Verfahrensgang

LSG Rheinland-Pfalz (Urteil vom 21.01.1991; Aktenzeichen L 2 J 155/90)

 

Tenor

Auf die Revision der Klägerin wird das Urteil des Landessozialgerichts Rheinland-Pfalz vom 21. Januar 1991 aufgehoben.

Die Sache wird zur erneuten Verhandlung und Entscheidung an das Landessozialgericht zurückverwiesen.

 

Tatbestand

I

Streitig ist, ob der Klägerin Versichertenrente wegen Berufsunfähigkeit zusteht.

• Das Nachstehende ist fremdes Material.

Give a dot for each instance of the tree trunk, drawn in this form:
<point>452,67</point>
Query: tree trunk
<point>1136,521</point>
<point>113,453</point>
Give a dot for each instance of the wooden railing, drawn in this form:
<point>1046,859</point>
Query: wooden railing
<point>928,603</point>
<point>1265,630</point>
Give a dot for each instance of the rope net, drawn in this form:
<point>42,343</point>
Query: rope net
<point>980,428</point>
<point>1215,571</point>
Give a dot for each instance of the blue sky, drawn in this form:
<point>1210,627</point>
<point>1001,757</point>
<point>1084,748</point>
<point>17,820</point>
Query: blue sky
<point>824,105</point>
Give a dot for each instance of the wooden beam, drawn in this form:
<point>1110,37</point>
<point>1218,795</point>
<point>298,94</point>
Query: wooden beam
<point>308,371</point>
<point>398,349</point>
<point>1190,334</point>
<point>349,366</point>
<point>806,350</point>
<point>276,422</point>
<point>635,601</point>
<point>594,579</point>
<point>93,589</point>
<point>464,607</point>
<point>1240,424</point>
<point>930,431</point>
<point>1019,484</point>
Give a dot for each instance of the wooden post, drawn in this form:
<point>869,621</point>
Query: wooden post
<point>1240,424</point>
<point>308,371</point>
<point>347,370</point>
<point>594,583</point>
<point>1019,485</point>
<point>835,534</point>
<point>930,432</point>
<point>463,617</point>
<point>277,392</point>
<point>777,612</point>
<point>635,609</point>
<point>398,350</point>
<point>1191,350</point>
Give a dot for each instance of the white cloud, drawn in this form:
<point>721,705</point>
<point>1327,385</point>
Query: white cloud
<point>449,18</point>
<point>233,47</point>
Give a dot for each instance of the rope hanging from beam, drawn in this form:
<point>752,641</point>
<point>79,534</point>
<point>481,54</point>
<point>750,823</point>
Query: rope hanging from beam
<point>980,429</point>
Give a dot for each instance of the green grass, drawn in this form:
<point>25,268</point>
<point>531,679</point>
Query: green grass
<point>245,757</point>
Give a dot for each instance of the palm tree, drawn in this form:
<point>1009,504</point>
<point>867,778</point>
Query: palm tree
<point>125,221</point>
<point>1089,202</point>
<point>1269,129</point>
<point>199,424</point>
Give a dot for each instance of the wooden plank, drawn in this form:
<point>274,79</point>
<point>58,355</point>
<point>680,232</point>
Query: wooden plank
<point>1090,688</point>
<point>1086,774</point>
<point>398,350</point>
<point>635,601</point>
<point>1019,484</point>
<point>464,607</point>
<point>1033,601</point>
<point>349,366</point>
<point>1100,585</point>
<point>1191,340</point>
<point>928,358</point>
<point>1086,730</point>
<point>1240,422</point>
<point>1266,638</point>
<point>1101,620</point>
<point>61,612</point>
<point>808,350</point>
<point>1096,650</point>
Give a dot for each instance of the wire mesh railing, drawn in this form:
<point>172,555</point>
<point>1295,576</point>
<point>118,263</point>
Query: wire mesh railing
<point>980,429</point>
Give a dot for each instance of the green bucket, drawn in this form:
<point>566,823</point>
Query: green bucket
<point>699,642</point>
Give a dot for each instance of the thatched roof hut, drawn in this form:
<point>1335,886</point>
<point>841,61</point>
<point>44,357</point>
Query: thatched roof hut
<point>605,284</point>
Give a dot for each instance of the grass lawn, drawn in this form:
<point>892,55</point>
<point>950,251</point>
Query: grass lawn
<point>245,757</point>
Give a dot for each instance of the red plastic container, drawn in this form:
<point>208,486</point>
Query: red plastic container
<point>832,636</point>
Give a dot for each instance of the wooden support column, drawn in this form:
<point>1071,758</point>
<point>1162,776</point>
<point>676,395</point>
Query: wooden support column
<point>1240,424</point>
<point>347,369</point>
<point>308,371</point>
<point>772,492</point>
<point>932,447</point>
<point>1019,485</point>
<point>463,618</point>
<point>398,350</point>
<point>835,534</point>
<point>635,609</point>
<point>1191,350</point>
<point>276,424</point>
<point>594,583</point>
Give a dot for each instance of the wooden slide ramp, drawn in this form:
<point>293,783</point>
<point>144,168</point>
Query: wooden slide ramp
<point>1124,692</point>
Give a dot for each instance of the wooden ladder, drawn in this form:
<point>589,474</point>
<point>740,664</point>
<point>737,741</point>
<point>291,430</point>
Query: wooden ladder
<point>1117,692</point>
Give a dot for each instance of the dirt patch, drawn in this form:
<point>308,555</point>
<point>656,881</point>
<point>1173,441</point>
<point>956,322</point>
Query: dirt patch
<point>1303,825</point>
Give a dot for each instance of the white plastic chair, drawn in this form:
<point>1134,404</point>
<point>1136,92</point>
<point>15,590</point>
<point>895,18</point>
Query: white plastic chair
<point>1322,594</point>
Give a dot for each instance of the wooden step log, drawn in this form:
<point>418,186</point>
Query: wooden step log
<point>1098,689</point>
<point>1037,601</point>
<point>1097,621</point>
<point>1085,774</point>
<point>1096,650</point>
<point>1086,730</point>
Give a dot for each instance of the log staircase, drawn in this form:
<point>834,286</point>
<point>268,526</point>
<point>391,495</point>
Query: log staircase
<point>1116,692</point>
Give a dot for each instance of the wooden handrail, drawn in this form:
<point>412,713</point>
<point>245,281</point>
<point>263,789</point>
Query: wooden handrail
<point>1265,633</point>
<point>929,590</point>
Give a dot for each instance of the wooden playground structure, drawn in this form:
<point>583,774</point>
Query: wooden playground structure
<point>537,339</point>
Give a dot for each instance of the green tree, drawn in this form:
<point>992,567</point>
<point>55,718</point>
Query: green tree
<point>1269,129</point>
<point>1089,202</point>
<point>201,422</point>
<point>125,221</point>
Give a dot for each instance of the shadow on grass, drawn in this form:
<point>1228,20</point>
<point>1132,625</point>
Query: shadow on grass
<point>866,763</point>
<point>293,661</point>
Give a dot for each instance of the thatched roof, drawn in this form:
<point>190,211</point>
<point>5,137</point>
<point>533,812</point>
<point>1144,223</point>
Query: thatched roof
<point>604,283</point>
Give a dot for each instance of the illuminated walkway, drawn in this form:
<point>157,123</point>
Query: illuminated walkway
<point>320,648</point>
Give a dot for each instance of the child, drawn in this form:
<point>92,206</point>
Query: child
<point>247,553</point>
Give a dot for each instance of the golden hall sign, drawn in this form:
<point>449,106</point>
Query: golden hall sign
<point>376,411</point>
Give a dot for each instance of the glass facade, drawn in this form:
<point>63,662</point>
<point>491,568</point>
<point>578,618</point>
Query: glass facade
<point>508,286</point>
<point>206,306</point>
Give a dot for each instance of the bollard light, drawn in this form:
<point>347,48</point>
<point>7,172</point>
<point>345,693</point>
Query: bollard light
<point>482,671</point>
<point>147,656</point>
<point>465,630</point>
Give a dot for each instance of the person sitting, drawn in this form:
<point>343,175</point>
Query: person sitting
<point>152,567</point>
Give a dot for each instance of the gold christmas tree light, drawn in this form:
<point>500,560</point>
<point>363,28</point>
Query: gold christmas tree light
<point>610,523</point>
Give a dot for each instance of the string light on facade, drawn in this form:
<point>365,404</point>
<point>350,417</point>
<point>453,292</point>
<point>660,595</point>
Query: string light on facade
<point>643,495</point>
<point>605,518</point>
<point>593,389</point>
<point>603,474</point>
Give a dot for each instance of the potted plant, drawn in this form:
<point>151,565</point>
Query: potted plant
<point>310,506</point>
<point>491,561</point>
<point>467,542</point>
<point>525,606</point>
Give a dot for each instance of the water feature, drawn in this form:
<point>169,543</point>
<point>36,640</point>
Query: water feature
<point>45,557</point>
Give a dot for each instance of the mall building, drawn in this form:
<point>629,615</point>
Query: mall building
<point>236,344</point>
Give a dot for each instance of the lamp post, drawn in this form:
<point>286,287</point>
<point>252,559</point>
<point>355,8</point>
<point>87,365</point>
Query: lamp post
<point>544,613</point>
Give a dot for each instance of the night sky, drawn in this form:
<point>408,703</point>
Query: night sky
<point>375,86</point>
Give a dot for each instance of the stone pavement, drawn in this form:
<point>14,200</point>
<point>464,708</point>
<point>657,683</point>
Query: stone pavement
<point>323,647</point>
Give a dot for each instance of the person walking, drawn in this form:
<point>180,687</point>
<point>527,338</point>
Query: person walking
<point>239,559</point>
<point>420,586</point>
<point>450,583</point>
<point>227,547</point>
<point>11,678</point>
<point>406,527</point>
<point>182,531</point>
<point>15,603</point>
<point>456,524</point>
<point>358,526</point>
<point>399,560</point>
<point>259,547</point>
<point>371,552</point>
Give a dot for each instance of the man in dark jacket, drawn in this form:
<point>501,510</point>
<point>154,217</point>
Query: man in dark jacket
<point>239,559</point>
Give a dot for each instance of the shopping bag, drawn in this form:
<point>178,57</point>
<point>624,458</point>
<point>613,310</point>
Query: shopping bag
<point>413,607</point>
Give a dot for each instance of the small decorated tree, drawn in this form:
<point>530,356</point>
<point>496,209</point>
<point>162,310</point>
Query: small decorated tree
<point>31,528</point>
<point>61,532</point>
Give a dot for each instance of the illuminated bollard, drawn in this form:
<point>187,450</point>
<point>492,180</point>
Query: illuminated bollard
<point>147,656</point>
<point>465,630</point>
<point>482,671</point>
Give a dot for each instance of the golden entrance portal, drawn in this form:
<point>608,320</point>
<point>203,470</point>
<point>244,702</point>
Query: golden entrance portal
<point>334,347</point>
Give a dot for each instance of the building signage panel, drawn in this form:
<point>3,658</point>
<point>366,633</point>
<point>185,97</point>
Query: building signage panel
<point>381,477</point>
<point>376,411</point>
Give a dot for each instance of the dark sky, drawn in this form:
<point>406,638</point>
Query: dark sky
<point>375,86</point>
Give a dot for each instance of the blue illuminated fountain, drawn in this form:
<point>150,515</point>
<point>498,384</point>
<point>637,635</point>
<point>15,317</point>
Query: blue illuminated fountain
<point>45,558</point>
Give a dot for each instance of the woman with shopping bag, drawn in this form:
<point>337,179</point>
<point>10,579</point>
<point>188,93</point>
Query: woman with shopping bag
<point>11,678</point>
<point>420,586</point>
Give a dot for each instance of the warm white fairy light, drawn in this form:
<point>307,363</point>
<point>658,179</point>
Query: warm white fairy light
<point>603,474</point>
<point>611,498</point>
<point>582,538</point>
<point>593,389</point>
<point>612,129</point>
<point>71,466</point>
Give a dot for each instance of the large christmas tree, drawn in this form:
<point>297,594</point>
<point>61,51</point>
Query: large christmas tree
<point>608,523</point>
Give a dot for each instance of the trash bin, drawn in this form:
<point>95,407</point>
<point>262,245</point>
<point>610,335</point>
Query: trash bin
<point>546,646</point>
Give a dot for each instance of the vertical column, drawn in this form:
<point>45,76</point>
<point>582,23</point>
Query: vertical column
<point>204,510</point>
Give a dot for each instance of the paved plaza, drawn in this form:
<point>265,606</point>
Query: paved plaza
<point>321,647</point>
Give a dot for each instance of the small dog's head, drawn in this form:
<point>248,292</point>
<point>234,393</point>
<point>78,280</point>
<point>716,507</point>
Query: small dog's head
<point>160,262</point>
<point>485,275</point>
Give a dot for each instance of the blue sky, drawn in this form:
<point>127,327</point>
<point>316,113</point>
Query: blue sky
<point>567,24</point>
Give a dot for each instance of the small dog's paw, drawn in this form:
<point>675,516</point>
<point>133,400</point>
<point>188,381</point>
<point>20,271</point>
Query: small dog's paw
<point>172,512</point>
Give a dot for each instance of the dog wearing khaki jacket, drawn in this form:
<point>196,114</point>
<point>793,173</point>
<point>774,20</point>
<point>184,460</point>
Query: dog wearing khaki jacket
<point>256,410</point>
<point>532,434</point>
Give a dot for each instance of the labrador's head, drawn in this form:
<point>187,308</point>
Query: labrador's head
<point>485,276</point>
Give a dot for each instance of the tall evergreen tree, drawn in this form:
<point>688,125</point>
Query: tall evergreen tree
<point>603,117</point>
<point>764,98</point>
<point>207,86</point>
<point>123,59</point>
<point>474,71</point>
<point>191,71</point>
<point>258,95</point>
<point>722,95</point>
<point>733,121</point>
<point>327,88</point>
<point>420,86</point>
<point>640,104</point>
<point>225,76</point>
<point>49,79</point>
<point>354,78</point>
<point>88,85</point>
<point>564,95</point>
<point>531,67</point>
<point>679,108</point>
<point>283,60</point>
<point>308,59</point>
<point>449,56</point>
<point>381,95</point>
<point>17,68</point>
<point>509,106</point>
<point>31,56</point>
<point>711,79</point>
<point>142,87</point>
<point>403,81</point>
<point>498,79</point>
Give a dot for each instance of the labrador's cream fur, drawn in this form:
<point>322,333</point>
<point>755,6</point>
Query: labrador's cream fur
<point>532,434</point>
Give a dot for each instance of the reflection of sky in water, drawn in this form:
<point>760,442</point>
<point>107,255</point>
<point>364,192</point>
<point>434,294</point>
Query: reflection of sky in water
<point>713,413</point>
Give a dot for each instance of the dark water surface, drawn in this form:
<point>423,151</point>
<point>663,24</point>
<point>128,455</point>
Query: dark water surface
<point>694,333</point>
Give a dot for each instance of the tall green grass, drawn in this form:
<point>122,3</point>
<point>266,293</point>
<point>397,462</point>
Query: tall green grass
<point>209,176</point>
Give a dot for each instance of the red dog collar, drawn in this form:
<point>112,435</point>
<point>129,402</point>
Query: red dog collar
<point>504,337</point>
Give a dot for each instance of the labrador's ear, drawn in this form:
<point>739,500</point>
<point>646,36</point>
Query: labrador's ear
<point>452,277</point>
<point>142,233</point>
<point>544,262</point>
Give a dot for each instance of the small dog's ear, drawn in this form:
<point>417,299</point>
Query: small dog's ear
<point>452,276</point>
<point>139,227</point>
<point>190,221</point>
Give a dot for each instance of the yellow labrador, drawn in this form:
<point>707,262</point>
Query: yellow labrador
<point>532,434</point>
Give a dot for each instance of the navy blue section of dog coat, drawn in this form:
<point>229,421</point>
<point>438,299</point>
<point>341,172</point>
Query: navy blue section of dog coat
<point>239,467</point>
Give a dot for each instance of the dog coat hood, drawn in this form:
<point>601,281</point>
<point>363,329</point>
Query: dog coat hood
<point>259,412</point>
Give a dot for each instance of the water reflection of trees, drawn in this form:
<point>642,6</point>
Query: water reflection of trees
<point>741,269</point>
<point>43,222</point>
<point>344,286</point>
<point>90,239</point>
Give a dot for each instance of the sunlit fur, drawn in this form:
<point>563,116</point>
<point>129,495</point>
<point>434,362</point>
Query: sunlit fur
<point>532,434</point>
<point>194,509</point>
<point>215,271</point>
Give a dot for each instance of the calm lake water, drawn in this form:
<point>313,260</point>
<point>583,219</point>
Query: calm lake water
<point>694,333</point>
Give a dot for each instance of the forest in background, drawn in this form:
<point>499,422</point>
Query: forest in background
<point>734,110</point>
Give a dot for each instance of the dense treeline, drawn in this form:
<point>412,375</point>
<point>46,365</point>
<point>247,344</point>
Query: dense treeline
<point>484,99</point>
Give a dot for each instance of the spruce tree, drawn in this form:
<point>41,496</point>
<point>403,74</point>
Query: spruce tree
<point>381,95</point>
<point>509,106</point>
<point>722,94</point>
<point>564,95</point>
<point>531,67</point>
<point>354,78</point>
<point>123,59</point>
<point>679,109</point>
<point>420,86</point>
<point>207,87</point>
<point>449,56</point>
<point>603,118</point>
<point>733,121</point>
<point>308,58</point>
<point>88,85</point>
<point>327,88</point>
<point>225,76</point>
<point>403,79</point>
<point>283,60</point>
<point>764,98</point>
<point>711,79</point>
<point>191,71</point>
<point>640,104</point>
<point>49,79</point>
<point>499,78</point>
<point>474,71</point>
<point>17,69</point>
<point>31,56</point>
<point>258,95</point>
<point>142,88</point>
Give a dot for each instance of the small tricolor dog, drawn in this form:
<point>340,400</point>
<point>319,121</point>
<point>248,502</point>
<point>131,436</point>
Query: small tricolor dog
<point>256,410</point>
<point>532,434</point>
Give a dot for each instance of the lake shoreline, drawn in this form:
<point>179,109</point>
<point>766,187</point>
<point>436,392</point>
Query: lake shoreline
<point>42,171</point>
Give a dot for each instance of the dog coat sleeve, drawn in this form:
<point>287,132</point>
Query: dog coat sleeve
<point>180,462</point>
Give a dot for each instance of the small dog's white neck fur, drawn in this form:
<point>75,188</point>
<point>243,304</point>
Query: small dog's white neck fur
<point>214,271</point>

Die 1932 geborene Klägerin hat keinen Beruf erlernt. Im Jahre 1966 begann sie eine Tätigkeit als Postarbeiterin im Reinigungsdienst (Reinemachefrau) bei der Deutschen Bundespost (DBP). Ihre Entlohnung erfolgte nach Lohngruppe VII des Tarifvertrages für die Arbeiter der DBP (TV Arb). Nach einigen Jahren wechselte sie in den Postverteilungsdienst über und war dort als teilzeitbeschäftigte Briefsortiererin tätig. Sie wurde in die Lohngruppe V eingestuft und erhielt bis 1977 (mit kurzen Unterbrechungen) eine Zulage in Höhe des Unterschieds zur Lohngruppe II, danach bis 1981 eine Ausgleichszulage nach Lohngruppe IV und anschließend bis 1982 wiederum die Zulage nach Lohngruppe II. Vom 1. September 1982 an wurde die Klägerin in die Lohngruppe II eingruppiert, nach der sie auch entlohnt wurde, als sie mit Ablauf des 31. Juli 1988 wegen Dienstunfähigkeit aus dem Dienst der DBP ausschied. Seit dem 1. August 1988 gewährt ihr die Versorgungsanstalt der DBP eine vorläufige Rente.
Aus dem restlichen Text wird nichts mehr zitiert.